Python Memory Management and Tips Transcripts
Chapter: Recovering memory in Python
Lecture: When reference counting breaks
0:00 Well, you heard me go on about the benefits of reference counting. It's fast, It's lightweight, it's deterministic
0:08 and yet we saw there's this other thing called a GC that must be doing something, a garbage collector, and it wasn't involved in reference counting.
0:15 So what's the deal? Where does reference counting fall down? Where does it break? Reference counting is excellent, but one thing it cannot deal with
0:25 is cycles.

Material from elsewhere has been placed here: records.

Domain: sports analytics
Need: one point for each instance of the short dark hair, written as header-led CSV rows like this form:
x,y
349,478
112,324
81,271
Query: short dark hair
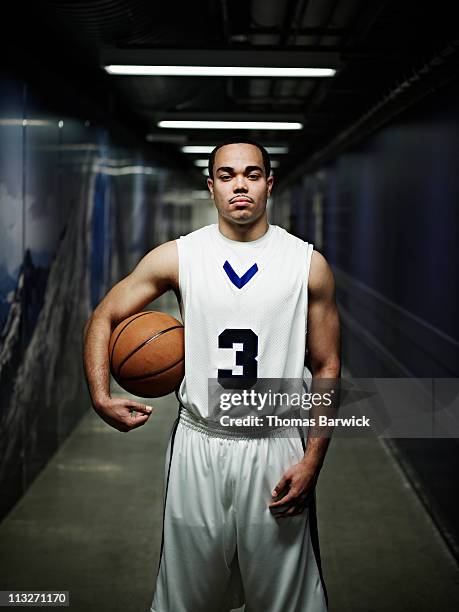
x,y
240,140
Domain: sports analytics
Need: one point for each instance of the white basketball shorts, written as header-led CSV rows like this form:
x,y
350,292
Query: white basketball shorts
x,y
221,545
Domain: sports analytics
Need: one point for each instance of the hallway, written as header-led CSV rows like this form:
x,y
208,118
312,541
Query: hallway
x,y
91,524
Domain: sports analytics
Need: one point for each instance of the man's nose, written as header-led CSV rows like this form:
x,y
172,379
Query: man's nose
x,y
240,184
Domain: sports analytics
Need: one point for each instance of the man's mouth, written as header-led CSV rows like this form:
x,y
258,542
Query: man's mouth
x,y
240,201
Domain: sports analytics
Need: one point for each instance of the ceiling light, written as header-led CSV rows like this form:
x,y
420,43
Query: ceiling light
x,y
197,149
231,125
207,149
231,71
200,194
277,150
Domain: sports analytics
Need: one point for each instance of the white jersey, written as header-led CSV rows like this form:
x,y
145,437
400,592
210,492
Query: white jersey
x,y
244,308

You have one object you create and then that object refers to another and then some other part to another,
0:32 which links back to itself, which might create some kind of cycle.
0:36 You're gonna end up in a situation where the reference count can never go smaller than 1, so the object will never be freed, and it'll be
0:43 leaked. Memory will be leaked and it won't be great. There's some interesting things you can do around that for performance,
0:50 but first, let's just look at the problem. So let's start with some simple code. We have our person that we created, and we can add friends to them.
0:59 So we're gonna create one person whose name is Michael. There they are. They're out here in memory.
1:03 So person name is Michael. They have some friends, there are no friends in there yet. Create another person.
1:09 Her name is Sarah. She's out here in memory, and she has no friends either. But notice each one has a reference count of 1, and 1 because p1 points
1:17 at Michael, so that's 1, p2 points at Sarah, so she gets 1. However, Michael and Sara are friends, so we're gonna go over to Michael,
1:27 p1, and say "add to the friends, or appended to the friends list, p2, that's Sarah". So that means that Sarah is one of Michael's friends.
1:36 Sarah, being a lovely person, wants to reciprocate that and says, "hey, I'm also a friend. Michael is my friend because I'm his friend",
1:45 right? So in the same way, we're gonna put Michael into Sarah's list of friends. And now look, each of them have 2 reference counts.
1:54 And now we decide "hey, we're done with p1", and that's going to take away this link, and the reference count for Michael is 1.
2:01 The 1 comes from Sarah and her friends list, pointing back, and guess what, we're done with Sarah as well, so we're gonna take away that link,
2:08 and her reference count goes down to 1 as well because Michael is one of her friends, and she's in his friend list.
2:16 So look at this. We're in this situation where there's no more variables pointing at either Michael or Sarah, and yet their reference count is 1.
2:24 What action could possibly happen in this program that will make that go to zero, either for Michael, so that he'll get cleaned up,
2:32 which will take away the reference count of Sarah and get her to clean up or in reverse? Well, there's nothing left pointed at them.
2:37 No one can manipulate the friends list because no one even knows about these variables anymore.
2:42 This is just a fundamental flaw in reference counting garbage collection. If you end up in a situation like this, you're done. Those things will never,
2:51 ever be cleaned up. I guess you could like C++, remember to always break the cycles. But that's not gonna work, right? It might not be this simple.
3:00 There could be, Michael has some other friend who has some other object which holds on to other people who then hold on to Sarah,
3:08 who happens to be one of Michael's friends or, you know, something like some big, long, complicated chain. It's not a 2 person linked cycle.
3:15 It could have many, many links in that cycle, and it could be really hard to understand. So these cycles,
3:20 that's what fundamentally breaks reference counting. You can see, we've even set both the variables to none,
3:26 and there's no mechanism for cleaning up Michael or Sarah because they're in this, like, locked bit where you've gotta wait for one to go away to get
3:34 to the other, but that's never gonna happen.